PMW and PIOMAS similarly depict Arctic sea ice thinning and volume loss

SIV is the spatially-integrated SIT over sea ice area. To estimates SIV, two SIT datasets were utilized: the v2.1 PIOMAS reanalysis35 and a PMW SIT estimates31. The PIOMAS record is based on a simulation with a sea ice-ocean model assimilating passive microwave SIC and infrared SST records12,35. The PMW SIT data set is based on a neural network retrieval algorithm trained with SIT lidar altimetry data (ICESat-2), from the 2018-2019 cold season (Methods). The algorithm was applied to the inter-calibrated SSM/I and SSMIS Fundamental Climate Data Record34 over 1992-2020, from October to March. Later in the spring, the PMW signals are affected by snow melt36, and the accuracy of the PMW SIT is reduced.

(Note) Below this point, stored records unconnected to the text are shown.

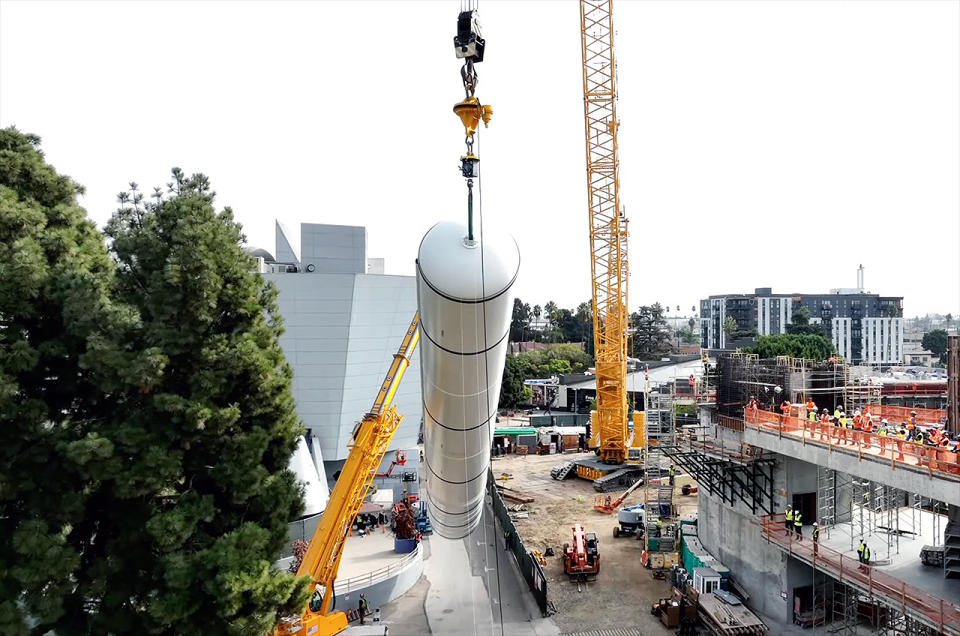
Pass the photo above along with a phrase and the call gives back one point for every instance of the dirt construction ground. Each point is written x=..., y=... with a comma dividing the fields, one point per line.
x=624, y=590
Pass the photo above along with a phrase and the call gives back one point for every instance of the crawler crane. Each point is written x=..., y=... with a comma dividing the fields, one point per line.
x=608, y=231
x=369, y=443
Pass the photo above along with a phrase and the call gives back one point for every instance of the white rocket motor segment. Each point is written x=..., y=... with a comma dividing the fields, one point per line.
x=465, y=310
x=315, y=488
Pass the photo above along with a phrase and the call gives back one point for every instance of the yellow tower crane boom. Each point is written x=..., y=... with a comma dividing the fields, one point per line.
x=608, y=227
x=369, y=442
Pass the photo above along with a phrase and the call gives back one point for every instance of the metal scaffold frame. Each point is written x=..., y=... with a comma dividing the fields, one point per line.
x=875, y=511
x=661, y=437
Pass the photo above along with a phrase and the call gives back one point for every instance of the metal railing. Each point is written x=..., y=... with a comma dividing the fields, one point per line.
x=373, y=577
x=931, y=609
x=903, y=413
x=863, y=444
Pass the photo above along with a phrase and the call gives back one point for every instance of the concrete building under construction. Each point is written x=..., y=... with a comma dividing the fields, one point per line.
x=900, y=498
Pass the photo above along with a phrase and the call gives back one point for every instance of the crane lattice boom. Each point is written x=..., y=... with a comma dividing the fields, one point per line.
x=608, y=227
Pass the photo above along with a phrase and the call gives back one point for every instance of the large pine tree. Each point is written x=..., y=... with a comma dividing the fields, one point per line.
x=201, y=502
x=146, y=415
x=55, y=321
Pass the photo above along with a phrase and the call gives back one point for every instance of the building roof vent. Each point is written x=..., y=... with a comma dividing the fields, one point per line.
x=262, y=253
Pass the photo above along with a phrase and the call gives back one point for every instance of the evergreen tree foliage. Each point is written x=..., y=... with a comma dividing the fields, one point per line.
x=146, y=416
x=935, y=342
x=810, y=346
x=651, y=334
x=55, y=324
x=200, y=491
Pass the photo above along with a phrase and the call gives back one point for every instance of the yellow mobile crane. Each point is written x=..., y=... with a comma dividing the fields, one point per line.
x=608, y=228
x=370, y=441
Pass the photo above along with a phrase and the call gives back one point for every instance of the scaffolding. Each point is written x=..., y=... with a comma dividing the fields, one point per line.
x=873, y=511
x=661, y=438
x=826, y=499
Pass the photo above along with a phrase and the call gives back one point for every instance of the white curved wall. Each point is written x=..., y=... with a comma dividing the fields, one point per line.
x=315, y=493
x=465, y=308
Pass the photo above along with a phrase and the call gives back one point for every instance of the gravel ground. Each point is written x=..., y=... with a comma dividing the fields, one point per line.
x=624, y=590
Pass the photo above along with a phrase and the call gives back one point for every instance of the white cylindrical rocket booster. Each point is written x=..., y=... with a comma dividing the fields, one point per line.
x=463, y=290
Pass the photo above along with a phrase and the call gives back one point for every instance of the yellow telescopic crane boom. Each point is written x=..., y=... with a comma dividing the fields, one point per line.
x=608, y=227
x=370, y=441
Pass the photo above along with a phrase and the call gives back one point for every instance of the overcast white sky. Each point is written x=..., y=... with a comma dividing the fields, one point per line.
x=762, y=143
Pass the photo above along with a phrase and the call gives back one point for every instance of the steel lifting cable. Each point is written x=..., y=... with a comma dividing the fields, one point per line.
x=486, y=360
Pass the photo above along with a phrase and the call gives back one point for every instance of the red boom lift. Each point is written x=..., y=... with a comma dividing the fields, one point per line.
x=582, y=559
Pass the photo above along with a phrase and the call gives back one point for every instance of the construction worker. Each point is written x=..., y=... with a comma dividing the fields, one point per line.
x=362, y=608
x=316, y=601
x=825, y=425
x=867, y=431
x=882, y=435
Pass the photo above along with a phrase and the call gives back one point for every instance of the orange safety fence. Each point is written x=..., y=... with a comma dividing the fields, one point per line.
x=850, y=440
x=898, y=414
x=942, y=613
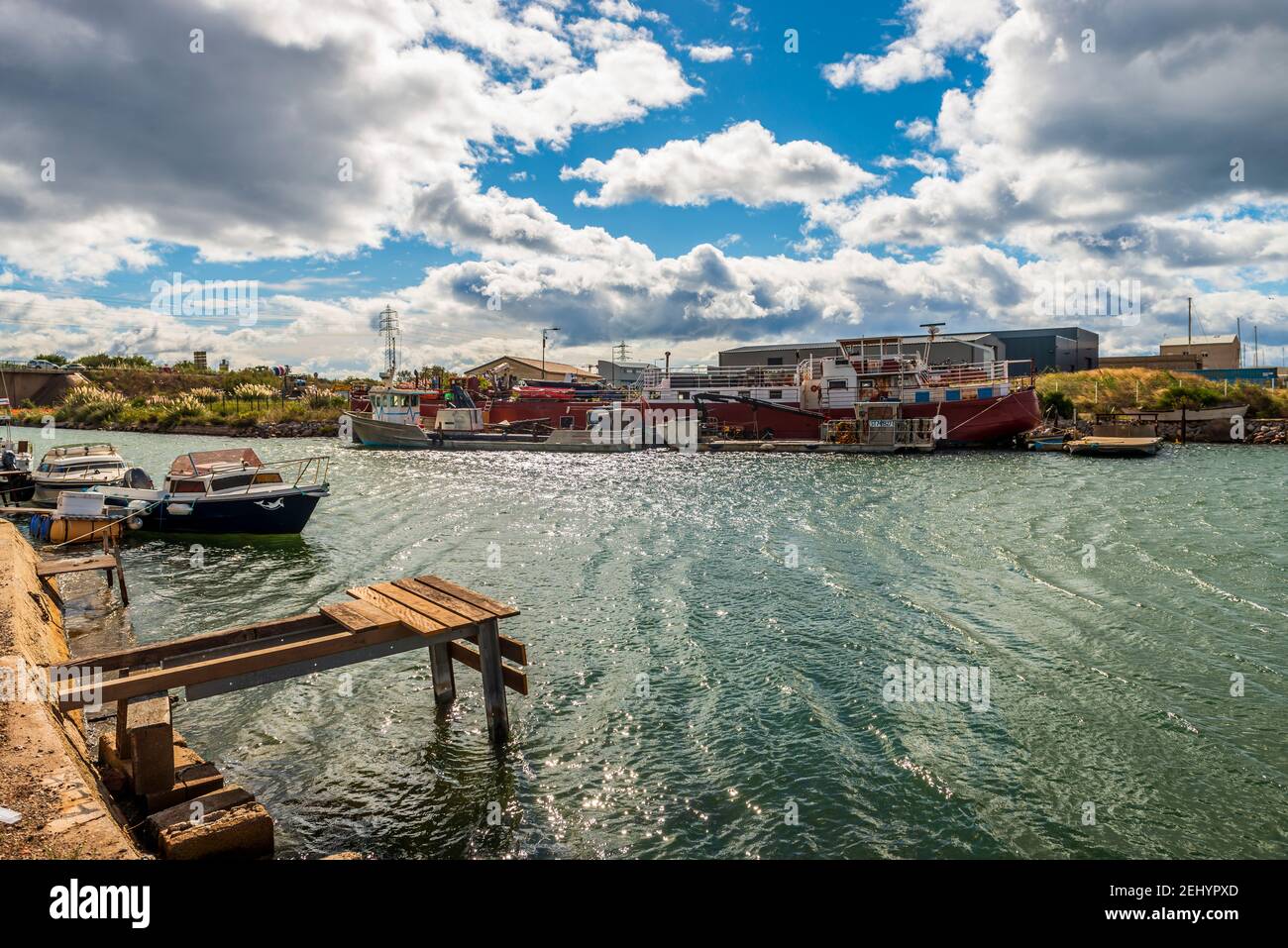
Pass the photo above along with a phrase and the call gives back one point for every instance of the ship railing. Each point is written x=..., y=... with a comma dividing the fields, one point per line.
x=309, y=472
x=892, y=433
x=703, y=377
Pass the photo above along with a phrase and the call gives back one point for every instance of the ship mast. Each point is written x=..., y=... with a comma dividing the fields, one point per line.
x=931, y=331
x=389, y=330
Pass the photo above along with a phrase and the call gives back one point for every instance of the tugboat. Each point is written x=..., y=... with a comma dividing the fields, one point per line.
x=227, y=491
x=76, y=468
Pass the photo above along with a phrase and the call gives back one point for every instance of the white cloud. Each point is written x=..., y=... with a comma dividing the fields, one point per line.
x=938, y=27
x=917, y=129
x=625, y=9
x=706, y=52
x=742, y=163
x=240, y=174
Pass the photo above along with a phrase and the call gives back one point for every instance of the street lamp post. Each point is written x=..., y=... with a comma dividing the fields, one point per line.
x=544, y=333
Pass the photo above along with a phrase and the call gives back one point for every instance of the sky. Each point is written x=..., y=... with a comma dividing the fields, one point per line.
x=682, y=176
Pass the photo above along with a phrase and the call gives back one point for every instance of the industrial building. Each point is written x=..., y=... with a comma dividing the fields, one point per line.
x=1212, y=352
x=510, y=369
x=621, y=372
x=1061, y=350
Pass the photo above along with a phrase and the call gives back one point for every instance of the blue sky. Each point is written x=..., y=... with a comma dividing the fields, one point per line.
x=1037, y=159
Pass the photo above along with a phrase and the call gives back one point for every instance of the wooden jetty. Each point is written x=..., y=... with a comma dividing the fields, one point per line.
x=110, y=563
x=458, y=625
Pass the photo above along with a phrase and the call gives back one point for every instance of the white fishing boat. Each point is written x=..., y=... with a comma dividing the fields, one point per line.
x=76, y=468
x=230, y=491
x=16, y=483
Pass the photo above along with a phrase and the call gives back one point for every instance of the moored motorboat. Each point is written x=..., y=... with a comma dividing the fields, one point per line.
x=1109, y=446
x=76, y=468
x=16, y=484
x=227, y=491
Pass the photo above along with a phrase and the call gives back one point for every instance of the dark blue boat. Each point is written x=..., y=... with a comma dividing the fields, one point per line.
x=226, y=492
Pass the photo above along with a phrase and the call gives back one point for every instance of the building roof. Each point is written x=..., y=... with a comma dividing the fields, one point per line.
x=1202, y=340
x=785, y=346
x=561, y=368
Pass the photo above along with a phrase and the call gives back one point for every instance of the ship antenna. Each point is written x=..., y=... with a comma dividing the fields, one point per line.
x=389, y=330
x=931, y=331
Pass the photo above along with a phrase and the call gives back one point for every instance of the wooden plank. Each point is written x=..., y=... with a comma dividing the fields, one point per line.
x=410, y=617
x=359, y=616
x=451, y=603
x=514, y=651
x=156, y=653
x=120, y=579
x=515, y=679
x=56, y=567
x=394, y=605
x=493, y=685
x=442, y=674
x=75, y=694
x=412, y=600
x=151, y=741
x=498, y=609
x=281, y=673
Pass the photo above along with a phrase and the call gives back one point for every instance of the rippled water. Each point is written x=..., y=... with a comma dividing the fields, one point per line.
x=1109, y=683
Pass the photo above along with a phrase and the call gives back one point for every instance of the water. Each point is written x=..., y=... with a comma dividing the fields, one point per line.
x=1109, y=683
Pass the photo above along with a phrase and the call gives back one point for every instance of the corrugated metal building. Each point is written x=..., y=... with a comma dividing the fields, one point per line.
x=953, y=348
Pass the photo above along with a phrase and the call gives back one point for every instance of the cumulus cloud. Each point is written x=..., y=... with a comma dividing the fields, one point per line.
x=1082, y=151
x=742, y=163
x=1070, y=165
x=936, y=27
x=196, y=154
x=707, y=52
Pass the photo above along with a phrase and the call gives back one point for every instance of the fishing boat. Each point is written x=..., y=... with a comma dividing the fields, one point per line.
x=76, y=468
x=975, y=403
x=230, y=491
x=16, y=484
x=1111, y=446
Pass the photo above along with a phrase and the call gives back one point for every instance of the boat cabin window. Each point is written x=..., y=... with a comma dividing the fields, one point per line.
x=231, y=480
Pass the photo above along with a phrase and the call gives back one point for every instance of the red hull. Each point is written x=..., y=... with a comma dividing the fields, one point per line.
x=977, y=421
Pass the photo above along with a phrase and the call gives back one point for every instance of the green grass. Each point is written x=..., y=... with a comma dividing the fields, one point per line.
x=1111, y=389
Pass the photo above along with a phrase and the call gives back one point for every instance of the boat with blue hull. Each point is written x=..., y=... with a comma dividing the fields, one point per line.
x=227, y=492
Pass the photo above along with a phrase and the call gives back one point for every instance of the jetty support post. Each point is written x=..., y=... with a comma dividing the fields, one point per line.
x=493, y=683
x=441, y=670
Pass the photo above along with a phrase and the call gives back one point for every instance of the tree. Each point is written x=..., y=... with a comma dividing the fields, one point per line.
x=103, y=361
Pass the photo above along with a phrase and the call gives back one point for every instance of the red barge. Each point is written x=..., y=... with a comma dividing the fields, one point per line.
x=978, y=403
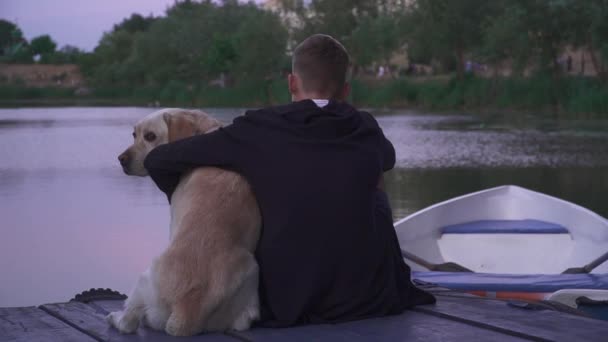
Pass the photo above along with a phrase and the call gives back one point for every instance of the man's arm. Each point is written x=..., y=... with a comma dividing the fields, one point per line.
x=167, y=163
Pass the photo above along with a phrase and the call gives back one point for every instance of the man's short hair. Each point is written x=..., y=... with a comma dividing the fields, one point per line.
x=322, y=64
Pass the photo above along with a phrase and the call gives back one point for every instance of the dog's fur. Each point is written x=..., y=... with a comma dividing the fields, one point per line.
x=207, y=278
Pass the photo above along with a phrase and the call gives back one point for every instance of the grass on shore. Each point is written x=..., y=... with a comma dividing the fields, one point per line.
x=576, y=97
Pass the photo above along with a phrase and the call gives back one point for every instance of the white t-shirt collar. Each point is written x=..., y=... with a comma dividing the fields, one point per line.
x=320, y=102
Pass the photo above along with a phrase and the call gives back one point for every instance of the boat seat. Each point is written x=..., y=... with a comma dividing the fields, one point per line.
x=505, y=227
x=545, y=283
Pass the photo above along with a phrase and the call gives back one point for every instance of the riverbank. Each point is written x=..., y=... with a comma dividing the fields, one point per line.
x=573, y=97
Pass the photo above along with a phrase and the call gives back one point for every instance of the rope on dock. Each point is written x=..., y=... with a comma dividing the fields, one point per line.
x=98, y=294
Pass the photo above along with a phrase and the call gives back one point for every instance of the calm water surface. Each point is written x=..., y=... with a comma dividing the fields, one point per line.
x=71, y=220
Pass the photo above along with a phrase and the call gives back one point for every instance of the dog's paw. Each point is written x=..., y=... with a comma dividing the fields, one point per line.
x=176, y=327
x=246, y=318
x=124, y=324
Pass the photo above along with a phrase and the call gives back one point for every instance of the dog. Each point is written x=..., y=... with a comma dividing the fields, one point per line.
x=207, y=278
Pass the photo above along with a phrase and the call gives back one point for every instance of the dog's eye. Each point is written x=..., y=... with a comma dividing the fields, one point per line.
x=150, y=136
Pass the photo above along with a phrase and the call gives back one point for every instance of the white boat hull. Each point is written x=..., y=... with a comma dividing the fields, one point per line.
x=585, y=240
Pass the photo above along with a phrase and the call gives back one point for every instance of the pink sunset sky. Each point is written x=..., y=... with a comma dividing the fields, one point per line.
x=76, y=22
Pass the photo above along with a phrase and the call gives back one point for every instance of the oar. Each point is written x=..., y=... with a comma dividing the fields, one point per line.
x=444, y=267
x=589, y=267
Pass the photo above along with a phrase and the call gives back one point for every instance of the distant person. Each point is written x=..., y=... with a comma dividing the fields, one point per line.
x=380, y=71
x=328, y=251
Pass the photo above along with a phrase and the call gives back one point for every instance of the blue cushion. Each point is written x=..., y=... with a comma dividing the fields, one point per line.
x=505, y=227
x=513, y=282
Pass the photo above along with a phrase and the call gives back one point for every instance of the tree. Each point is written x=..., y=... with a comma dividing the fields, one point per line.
x=367, y=28
x=448, y=28
x=195, y=42
x=6, y=35
x=43, y=46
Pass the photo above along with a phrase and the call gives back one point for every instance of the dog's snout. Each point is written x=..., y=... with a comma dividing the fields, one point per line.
x=123, y=159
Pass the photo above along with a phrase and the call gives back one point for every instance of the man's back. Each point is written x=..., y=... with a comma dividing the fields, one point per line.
x=328, y=251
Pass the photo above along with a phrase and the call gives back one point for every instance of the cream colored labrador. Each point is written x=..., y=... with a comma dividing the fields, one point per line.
x=207, y=278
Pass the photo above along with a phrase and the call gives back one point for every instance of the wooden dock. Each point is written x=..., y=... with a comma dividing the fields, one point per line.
x=455, y=317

PMW and PIOMAS SIT records have in common a poleward increase in thickness, relatively thin seasonal ice in marginal Arctic seas, and thicker multi-year ice mostly in the Arctic Basin (Fig. 1). Remarkably, SIT is on average 0.53 m higher in PMW than in PIOMAS, giving a corresponding SIV excess in PMW of 4615 ± 1852 km3 (Table 1). More detailed reasons for the SIT and SIV differences between the two datasets are given later in the text. PMW also features the pan-Arctic 1992-2020 sea ice thinning already documented in both observational datasets and model outputs including PIOMAS13,14,37, as maps shown in Fig. 1 indicate.

Figure 1
figure 1

Decline of the Sea Ice Volume between 1992 and 2020 for October and March, estimated by Passive MicroWave (PMW) satellite observations and by the PIOMAS model, along with their associated linear trends. The maps show the average Sea Ice Thickness fields for every winter (Oct-Mar) in the period, as derived from the PMW observations.

Table 1 Summary of 1992-2020 Sea Ice Volume statistics (Oct-Mar) for the PMW and PIOMAS time series. From left to right: mean SIV, mean SIV trend, standard deviation of monthly detrended anomalies, standard deviation of year-to-year change in monthly values, average Oct-Mar volume increase.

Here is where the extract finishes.